Stakeholders in the food safety group highlighted challenges including poor hygienic conditions and the lack of cold chains, low level of meat inspection and poor hygiene in slaughterhouses, poor awareness and capacity among stakeholders of all levels, and missing real time data on foodborne diseases. They recommended some interventions such as applying good agricultural husbandry practices, using a new so-called Good Nutritional Practice approach to balance the food safety systems, robust surveillance system, strengthening food inspection, raising awareness on food safety for all actors throughout the value chains, and enhancing cooperation between institutions and authorities engaged in food safety management.

Stakeholders in the group on AMR identified the lack of real time data on antibiotics use (AMU), free availability of antibiotics without prescription, inefficient tracing and tracking of AMU in different production sectors, lack of diagnosis and vaccines for aquatic animal diseases leading to overuse of antibiotics and lack of data on economic impacts and burden of AMR as key challenges. The suggested a set of interventions that include facilitating coordination among national partners for better data sharing, designing context specific interventions, generating data and evidence on AMR and AMU and raising awareness on best management practices and farm biosecurity.

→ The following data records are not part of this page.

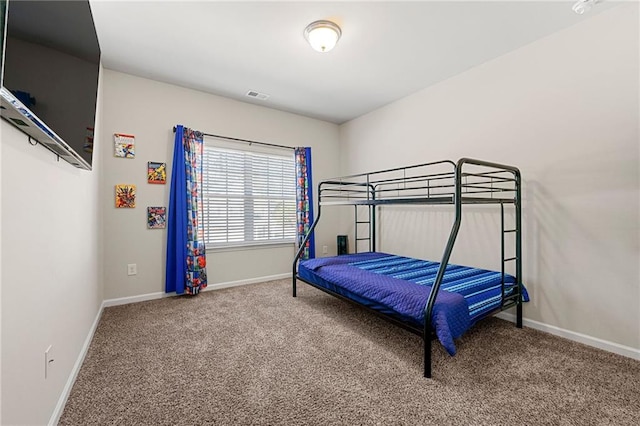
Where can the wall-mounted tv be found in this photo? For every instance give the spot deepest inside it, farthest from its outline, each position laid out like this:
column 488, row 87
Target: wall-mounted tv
column 51, row 63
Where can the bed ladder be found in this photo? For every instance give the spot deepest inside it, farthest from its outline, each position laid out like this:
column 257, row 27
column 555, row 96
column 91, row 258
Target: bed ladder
column 515, row 297
column 370, row 220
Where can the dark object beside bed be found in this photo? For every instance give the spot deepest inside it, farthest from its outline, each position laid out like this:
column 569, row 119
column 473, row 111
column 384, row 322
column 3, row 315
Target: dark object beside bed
column 421, row 296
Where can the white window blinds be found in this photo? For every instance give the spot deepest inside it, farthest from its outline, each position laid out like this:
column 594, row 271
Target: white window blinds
column 249, row 197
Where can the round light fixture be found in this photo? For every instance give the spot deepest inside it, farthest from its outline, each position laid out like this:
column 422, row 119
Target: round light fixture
column 322, row 35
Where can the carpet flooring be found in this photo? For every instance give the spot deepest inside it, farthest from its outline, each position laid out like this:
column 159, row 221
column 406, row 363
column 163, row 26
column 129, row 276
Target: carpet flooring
column 253, row 355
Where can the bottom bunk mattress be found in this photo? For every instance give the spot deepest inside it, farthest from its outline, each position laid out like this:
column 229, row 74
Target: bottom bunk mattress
column 399, row 287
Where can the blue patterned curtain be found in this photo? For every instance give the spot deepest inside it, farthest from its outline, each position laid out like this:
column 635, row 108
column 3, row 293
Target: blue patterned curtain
column 186, row 258
column 304, row 201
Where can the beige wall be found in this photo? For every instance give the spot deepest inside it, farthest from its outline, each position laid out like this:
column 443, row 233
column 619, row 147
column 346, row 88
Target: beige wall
column 565, row 110
column 51, row 273
column 149, row 110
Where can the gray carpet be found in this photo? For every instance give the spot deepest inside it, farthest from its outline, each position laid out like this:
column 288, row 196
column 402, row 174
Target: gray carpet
column 255, row 355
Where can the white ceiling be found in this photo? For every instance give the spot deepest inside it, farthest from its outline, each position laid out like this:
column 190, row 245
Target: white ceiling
column 388, row 50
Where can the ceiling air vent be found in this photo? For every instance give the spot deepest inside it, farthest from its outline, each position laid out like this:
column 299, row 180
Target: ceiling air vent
column 257, row 95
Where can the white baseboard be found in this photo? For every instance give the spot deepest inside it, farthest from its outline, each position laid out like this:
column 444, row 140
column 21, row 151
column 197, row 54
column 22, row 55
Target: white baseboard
column 62, row 401
column 57, row 412
column 160, row 295
column 576, row 337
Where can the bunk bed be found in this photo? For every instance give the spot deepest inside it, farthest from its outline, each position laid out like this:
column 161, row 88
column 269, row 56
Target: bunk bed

Stakeholders discuss key challenges and priority interventions to tackle antimicrobial resistance in India on Jamboard platform (photo credit: ILRI).

Stakeholders also discussed ways to ensure the inclusion of various groups in the implementation of the initiative. Participants proposed some actions including targeting women, unorganized market actors, migratory population, marginalized farmers and landless labourers, and tribal communities. Capacity development, application of technologies and using mass media are among suggested ways to engage these groups throughout the lifecycle of the program.

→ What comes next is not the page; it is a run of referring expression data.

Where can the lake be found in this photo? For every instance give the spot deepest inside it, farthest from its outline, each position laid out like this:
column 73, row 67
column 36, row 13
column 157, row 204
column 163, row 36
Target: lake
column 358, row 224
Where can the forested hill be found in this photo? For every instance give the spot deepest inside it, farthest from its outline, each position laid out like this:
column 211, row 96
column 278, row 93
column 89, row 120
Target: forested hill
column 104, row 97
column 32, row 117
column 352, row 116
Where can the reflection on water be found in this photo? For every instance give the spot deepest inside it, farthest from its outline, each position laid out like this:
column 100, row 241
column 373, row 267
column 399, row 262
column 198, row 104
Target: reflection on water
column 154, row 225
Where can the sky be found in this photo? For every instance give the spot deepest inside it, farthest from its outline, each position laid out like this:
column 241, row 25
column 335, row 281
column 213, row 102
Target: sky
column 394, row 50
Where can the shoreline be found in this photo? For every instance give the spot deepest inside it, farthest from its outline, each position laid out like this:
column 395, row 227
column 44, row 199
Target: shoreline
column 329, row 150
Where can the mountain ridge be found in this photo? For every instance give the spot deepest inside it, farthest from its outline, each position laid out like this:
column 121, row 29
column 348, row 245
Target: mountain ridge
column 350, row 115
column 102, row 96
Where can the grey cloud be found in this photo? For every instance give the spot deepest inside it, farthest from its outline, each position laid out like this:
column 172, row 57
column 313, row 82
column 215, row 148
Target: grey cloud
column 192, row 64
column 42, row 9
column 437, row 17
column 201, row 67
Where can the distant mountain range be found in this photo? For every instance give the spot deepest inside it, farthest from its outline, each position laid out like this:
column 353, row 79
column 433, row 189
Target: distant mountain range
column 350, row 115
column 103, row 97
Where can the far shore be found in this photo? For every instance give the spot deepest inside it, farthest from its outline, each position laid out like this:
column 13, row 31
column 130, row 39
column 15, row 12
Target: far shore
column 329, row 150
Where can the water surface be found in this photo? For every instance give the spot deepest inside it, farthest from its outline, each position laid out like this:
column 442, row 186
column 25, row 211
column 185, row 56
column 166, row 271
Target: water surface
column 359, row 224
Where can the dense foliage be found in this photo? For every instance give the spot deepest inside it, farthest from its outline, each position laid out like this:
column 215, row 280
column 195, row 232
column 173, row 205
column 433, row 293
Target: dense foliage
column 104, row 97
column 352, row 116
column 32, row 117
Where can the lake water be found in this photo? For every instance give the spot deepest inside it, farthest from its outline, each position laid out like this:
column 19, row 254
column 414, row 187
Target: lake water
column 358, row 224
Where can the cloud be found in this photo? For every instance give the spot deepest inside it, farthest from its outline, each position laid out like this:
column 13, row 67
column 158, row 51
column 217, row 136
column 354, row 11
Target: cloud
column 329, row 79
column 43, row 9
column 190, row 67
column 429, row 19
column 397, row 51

In his closing remarks, Shri Atul Chaturvedi, secretary, Department of Animal Husbandry and Dairying, Ministry of Fisheries, Animal Husbandry and Dairying emphasized that operationalizing a One Health approach requires leveraging the cooperation and strengthens of diverse sectors – both public and private. This includes livestock health, human health, wildlife health, environmental health, technology and finance to develop solutions to these local national and global health challenges. He noted all sectors relevant to One Health need to come forward in an institutionalized formal mechanism for harmonised efforts in addressing these cross-linkages to successfully prevent spill-overs of diseases to people. Besides these, there is also a need to encourage a policy environment which enables core capacity building in order to respond to emerging infectious diseases challenges.

He concluded that India needs to strengthen its pandemic response mechanisms by enhancing capacity to prevent, detect, respond and recover.

Habibar Rahman, ILRI regional representative for South Asia closed the meeting by thanking all participants and the organizing team.

If approved, the CGIAR One Health initiative will start in January 2022 and run for an initial three years.